Health checks. Agent workers must expose health check endpoints that indicate whether the worker is able to process tasks. Health checks that verify not just process liveness but tool availability (can the agent reach the services its tools depend on?) catch degraded states that liveness checks miss.
52.4 The Operational Runbook
Every production agent deployment should have a runbook — a documented response guide for operational scenarios.
Runbook contents:
System overview: what the agent does, what external services it depends on, what data it reads and writes.

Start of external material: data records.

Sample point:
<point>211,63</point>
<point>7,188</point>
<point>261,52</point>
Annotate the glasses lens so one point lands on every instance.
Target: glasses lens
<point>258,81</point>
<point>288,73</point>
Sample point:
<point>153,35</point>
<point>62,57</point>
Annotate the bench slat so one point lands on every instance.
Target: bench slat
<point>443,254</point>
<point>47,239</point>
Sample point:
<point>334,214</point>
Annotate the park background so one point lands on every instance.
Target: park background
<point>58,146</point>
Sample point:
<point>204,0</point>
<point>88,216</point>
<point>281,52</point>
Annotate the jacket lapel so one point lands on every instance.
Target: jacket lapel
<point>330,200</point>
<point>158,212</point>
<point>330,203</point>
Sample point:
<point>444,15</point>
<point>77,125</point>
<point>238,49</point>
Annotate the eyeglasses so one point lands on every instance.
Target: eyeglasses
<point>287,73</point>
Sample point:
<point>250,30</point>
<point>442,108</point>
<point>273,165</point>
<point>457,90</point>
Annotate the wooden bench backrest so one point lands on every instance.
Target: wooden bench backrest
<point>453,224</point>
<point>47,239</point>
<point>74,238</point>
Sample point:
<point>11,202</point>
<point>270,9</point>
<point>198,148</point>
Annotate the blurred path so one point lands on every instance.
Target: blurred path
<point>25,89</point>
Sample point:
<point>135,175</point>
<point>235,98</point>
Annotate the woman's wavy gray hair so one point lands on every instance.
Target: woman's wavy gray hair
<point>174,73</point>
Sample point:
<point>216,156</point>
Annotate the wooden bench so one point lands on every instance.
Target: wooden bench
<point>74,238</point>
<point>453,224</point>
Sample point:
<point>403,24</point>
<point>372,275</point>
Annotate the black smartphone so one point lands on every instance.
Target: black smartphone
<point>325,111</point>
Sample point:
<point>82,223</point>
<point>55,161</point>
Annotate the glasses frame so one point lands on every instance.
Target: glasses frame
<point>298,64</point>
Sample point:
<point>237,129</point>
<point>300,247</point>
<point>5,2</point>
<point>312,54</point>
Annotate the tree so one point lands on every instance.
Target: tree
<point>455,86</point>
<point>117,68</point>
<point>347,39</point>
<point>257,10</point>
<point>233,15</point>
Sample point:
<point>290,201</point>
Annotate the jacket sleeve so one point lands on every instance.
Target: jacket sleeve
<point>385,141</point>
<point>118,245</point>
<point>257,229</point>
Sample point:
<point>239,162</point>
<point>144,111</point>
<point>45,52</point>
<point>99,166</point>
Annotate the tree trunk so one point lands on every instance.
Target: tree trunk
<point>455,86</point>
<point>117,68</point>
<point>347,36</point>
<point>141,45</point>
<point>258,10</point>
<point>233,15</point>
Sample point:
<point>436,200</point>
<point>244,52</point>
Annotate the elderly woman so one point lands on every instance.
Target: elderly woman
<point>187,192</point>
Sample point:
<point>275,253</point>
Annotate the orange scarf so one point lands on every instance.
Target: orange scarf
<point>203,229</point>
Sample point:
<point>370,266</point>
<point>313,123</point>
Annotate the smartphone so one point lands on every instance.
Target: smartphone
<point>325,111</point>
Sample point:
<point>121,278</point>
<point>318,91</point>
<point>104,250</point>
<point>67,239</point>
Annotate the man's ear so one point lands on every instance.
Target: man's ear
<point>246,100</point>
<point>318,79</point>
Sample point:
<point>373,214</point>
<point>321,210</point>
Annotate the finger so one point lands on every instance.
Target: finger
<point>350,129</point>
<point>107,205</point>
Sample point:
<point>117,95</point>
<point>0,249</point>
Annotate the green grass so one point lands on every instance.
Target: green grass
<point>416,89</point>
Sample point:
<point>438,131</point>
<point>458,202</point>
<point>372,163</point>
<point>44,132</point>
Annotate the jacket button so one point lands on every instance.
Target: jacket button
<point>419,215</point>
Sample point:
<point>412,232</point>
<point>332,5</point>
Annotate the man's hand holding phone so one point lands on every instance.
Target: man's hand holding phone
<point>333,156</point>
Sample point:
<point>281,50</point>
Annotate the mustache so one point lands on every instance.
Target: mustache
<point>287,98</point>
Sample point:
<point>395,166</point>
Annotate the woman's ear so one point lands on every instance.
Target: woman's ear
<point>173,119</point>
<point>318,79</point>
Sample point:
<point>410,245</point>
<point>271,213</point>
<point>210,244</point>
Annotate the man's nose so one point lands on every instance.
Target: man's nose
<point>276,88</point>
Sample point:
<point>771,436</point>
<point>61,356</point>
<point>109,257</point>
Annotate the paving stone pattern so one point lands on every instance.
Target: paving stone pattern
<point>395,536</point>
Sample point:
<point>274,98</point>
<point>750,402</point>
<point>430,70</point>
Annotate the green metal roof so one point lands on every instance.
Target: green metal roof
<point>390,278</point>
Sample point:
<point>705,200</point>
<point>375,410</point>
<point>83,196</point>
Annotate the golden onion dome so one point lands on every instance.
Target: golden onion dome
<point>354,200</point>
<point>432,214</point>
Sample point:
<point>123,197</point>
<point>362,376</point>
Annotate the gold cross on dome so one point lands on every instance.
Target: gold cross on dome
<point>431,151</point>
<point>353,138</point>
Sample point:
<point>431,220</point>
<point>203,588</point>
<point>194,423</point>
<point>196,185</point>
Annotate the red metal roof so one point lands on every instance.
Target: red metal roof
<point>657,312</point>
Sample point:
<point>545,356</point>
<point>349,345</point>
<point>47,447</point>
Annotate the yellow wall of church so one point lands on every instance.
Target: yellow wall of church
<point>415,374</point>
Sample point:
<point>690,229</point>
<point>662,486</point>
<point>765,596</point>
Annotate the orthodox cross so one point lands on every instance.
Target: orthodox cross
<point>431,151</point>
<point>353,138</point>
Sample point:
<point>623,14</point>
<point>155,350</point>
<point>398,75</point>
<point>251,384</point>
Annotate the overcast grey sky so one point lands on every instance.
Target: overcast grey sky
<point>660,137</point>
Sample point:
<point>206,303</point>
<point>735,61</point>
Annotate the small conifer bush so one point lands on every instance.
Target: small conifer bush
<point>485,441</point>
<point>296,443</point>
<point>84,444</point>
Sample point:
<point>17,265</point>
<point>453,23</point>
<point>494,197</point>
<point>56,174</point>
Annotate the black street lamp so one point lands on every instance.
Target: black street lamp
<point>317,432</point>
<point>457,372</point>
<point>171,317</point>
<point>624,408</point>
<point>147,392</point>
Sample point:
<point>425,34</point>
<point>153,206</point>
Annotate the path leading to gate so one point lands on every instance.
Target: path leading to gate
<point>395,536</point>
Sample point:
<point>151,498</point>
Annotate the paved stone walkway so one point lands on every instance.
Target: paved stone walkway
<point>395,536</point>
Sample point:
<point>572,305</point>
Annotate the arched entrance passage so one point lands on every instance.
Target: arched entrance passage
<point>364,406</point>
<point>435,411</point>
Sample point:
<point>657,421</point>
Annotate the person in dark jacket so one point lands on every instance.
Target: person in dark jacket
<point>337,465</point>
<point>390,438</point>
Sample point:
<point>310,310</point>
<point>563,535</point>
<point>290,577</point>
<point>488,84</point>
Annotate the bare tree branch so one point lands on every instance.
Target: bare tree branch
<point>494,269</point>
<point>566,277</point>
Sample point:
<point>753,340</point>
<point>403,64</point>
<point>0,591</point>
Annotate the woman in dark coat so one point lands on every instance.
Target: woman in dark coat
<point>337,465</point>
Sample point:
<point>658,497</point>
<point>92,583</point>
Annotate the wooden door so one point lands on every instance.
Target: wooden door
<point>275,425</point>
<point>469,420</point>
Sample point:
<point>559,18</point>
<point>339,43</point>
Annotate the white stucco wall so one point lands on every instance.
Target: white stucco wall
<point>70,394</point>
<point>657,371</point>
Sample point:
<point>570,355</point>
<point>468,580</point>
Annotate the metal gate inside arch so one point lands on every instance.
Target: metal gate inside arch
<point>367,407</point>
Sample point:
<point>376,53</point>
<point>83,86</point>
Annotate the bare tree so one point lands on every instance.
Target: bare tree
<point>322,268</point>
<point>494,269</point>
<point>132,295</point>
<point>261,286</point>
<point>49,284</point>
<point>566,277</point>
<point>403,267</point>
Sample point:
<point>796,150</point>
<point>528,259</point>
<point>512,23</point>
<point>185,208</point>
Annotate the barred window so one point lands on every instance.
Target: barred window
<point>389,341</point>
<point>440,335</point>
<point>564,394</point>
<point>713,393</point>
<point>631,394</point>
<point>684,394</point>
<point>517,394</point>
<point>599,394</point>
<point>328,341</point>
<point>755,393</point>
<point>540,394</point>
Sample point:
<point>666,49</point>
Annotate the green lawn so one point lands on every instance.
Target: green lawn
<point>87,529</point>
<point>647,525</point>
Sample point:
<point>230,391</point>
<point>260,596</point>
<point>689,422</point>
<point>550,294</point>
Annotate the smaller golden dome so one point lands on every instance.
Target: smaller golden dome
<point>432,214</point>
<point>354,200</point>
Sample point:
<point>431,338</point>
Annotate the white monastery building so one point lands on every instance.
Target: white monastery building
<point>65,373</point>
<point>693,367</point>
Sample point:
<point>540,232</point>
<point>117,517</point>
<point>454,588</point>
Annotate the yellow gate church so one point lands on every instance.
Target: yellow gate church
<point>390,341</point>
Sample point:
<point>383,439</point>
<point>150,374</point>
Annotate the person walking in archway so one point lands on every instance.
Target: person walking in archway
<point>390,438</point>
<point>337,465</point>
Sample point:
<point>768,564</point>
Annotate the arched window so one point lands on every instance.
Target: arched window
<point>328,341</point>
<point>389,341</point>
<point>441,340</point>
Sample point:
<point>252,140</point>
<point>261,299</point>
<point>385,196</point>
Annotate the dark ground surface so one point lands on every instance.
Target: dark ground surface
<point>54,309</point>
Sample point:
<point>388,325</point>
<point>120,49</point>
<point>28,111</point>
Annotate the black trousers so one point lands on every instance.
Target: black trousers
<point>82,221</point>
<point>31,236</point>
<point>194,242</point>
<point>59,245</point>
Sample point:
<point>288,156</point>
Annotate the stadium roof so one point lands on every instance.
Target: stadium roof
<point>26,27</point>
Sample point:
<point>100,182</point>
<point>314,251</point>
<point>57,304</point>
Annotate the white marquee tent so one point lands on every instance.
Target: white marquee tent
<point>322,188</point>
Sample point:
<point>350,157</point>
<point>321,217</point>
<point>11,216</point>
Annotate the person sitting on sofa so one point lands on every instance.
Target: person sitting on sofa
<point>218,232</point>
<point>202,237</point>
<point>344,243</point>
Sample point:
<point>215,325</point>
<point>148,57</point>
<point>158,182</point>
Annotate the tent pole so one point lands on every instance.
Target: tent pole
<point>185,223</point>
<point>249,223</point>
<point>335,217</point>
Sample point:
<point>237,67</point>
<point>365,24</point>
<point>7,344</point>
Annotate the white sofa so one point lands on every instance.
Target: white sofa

Monitoring checklist: what metrics to check, what thresholds indicate a problem, what the expected normal ranges are.
Common failure scenarios:
- Agent tasks are stuck in the queue → check worker health, verify queue consumer is running
- Agent tasks are failing at high rate → check error types in logs, identify whether failure is in a specific tool or across all tools
- Agent producing incorrect outputs → check recent model or prompt changes, run evaluation suite, compare against prior evaluation baseline
- External service unavailable → check circuit breaker status, verify service health, implement fallback if available
Escalation path: who to contact for each category of failure (infrastructure failures to on-call engineering, model quality failures to ML team, data failures to data engineering).
Recovery procedures: how to requeue failed tasks, how to replay from a checkpoint, how to roll back a problematic deployment.
A runbook written before production deployment is always more useful than one written during an incident. Agents that run without a runbook will eventually cause incidents that are diagnosed and recovered from slowly, at the cost of user trust and engineering time that could have been spent elsewhere.